= Marcos da Costa =

Lieutenant General Marcos de Sá Affonso da Costa is a Brazilian Army officer who served as the Force Commander of United Nations Organization Stabilization Mission in the Democratic Republic of the Congo (MONUSCO) from 2021 to 2023.

== Education ==
A native of Rio de Janeiro, da Costa earned a bachelor’s degree in military sciences from Agulhas Negras Military Academy in 1986 and a master’s degree in military operations from the Escola de Aperfeiçoamento de Oficiais (EsAO). He obtained his Doctorate degree in Military Sciences from the Escola de Comando e Estado-Maior do Exército (ECEME), the Army Command and General Staff College.
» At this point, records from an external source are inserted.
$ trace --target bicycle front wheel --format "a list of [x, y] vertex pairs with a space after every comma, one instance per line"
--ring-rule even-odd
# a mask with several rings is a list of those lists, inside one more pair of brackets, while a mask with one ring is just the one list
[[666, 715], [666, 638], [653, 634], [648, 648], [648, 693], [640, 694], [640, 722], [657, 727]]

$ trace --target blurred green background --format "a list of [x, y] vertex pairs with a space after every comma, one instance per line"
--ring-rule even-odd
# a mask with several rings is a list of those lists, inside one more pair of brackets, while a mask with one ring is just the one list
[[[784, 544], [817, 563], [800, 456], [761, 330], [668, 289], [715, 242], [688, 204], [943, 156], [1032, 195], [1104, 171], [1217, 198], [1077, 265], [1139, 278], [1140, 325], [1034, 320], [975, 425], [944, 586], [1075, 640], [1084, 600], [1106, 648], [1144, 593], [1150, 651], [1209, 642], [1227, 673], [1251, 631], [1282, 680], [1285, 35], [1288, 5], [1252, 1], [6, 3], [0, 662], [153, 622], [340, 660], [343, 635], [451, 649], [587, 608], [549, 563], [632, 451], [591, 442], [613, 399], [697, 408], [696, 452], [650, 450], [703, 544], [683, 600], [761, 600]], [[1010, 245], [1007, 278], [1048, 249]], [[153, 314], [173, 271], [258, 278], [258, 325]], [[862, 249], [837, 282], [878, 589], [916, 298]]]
He attended several courses including International Humanitarian Law (known as International Law of Armed Conflict) at Brazil's Escola Superior de Guerra (ESG), Policy, Strategy, and Higher Administration Course at the Centre des hautes études militaires (CHEM) in France and the Joint Command and Staff Course at the Escola Superior de Guerra du Perú.

== Career ==
He served as Chief of Training of Brazil Land Forces Training Command and coordinated bilateral and multinational readiness programs including the PANAMAX and JRTC combat simulation exercises alongside U.S. Army South to boost international interoperability. In 2021, United Nations Secretary-General António Guterres appointed da Costa Force Commander of (MONUSCO). During his time as Force Commander, he implemented community alert system in Ituri which protected civilians from massacre. In 2022, he briefed the United Nations Security Council on the importance of strategic communications in maximizing the efficiency of modern peacekeeping missions. He left the command on 28 February 2023.